The News Hour with Jim Lehrer began a new series on America's response to globalization last night, and their first installment focused on our home city of Milwaukee. We don't see Milwaukee on television that often anymore, so it was kind of odd to turn on the news and see them tearing down the old tannery on Water Street. "Wonderful," I thought to myself, "another uplifting story about the demise of the Upper Midwest and decline of manufacturing in America."

After the shot of the tannery coming down, there were the requisite shots of other abandoned factories accompanied by stories of the thousands of jobs lost when they stopped churning out their truck frames, beer, and all the other things that made Milwaukee famous. And then something unexpected happened. A shot of a factory that's not abandoned, a shot of sparks flying in front of welding masks.

News Hour Economics Correspondent Paul Solman had found Bucyrus, a manufacturer that is not only staying, but currently expanding inside America. This story wasn't about the demise of manufacturing after all, but its unlikely comeback. It focuses on Bucyrus and Harley Davidson, and how the management and unions there are now working together to keep high-end manufacturing jobs here in the Industrial Midwest to produce high-end products. "In fact," Solman reports, "Bucyrus is expanding right here in Milwaukee, increasing its manufacturing space by 50 percent, doubling its workforce, tripling its production." After moving jobs overseas to China for years, Tim Sullivan--president and CEO of Bucyrus--is now bringing them back, explaining his philosophy of productivity this way:

 

The misconception really is that by paying a guy $22 bucks an hour, that's not cost-effective. That's the wrong way to look at it. You pay a guy $22 bucks an hour, you expect $22 bucks of good productivity out of him. If you pay a guy $10 bucks an hour, you're going to get $10 bucks an hour.

I was 17 when I got my first job in Milwaukee. It was in a factory on the south side, where I packed bricks and cut the fiberglass used in steel furnaces.
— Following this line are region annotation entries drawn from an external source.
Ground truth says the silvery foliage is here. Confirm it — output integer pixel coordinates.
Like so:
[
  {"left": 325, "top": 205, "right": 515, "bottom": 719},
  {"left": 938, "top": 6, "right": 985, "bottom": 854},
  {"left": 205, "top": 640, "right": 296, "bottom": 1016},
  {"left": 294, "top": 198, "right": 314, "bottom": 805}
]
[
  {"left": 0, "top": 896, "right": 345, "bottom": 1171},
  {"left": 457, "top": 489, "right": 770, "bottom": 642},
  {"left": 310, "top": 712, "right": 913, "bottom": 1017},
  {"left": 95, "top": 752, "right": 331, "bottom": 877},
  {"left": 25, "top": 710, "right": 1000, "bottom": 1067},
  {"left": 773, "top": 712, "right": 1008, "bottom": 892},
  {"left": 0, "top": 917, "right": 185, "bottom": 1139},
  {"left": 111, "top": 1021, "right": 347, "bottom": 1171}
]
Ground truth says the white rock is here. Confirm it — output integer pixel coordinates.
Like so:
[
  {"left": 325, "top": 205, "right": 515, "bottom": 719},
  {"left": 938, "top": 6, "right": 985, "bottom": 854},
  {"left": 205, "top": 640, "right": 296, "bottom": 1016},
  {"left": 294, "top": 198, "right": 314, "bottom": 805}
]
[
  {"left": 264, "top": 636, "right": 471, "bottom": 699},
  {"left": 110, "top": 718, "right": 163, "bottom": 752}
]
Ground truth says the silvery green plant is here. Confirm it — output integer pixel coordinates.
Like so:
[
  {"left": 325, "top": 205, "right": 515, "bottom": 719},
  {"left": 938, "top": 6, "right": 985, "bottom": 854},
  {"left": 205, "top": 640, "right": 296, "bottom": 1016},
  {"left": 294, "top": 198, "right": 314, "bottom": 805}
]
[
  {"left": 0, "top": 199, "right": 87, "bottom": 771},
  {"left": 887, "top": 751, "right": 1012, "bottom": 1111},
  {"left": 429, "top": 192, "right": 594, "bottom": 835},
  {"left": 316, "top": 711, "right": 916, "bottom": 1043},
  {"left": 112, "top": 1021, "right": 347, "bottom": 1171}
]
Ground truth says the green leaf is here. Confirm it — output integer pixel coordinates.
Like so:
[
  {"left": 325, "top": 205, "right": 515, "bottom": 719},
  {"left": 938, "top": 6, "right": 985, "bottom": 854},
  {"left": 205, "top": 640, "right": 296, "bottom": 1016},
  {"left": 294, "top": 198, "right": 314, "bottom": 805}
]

My three older brothers all worked for that same company around that time, but they worked on the road, traveling across the Midwest cleaning and repairing furnaces on weekends and holidays when the factories were shut down. They'd have to bust out the old brick in recently shut off--and therefore sweltering--steel furnaces with 50-pound jackhammers and lay in new brick. It wasn't glamorous work, but it was honest, and it paid relatively well. None of them wanted to do that work forever, but more importantly, we didn't think it was possible. None of us thought that the factories they were going out to were going to be around much longer. We were using the job to save some money, to move onto other things. With companies like Bucyrus, maybe that trend is reversing. Many of the workers there are making $100,000 a year or more.

As pointed out in the video (which I highly recommend by the way), that is more than a job, that's a profession.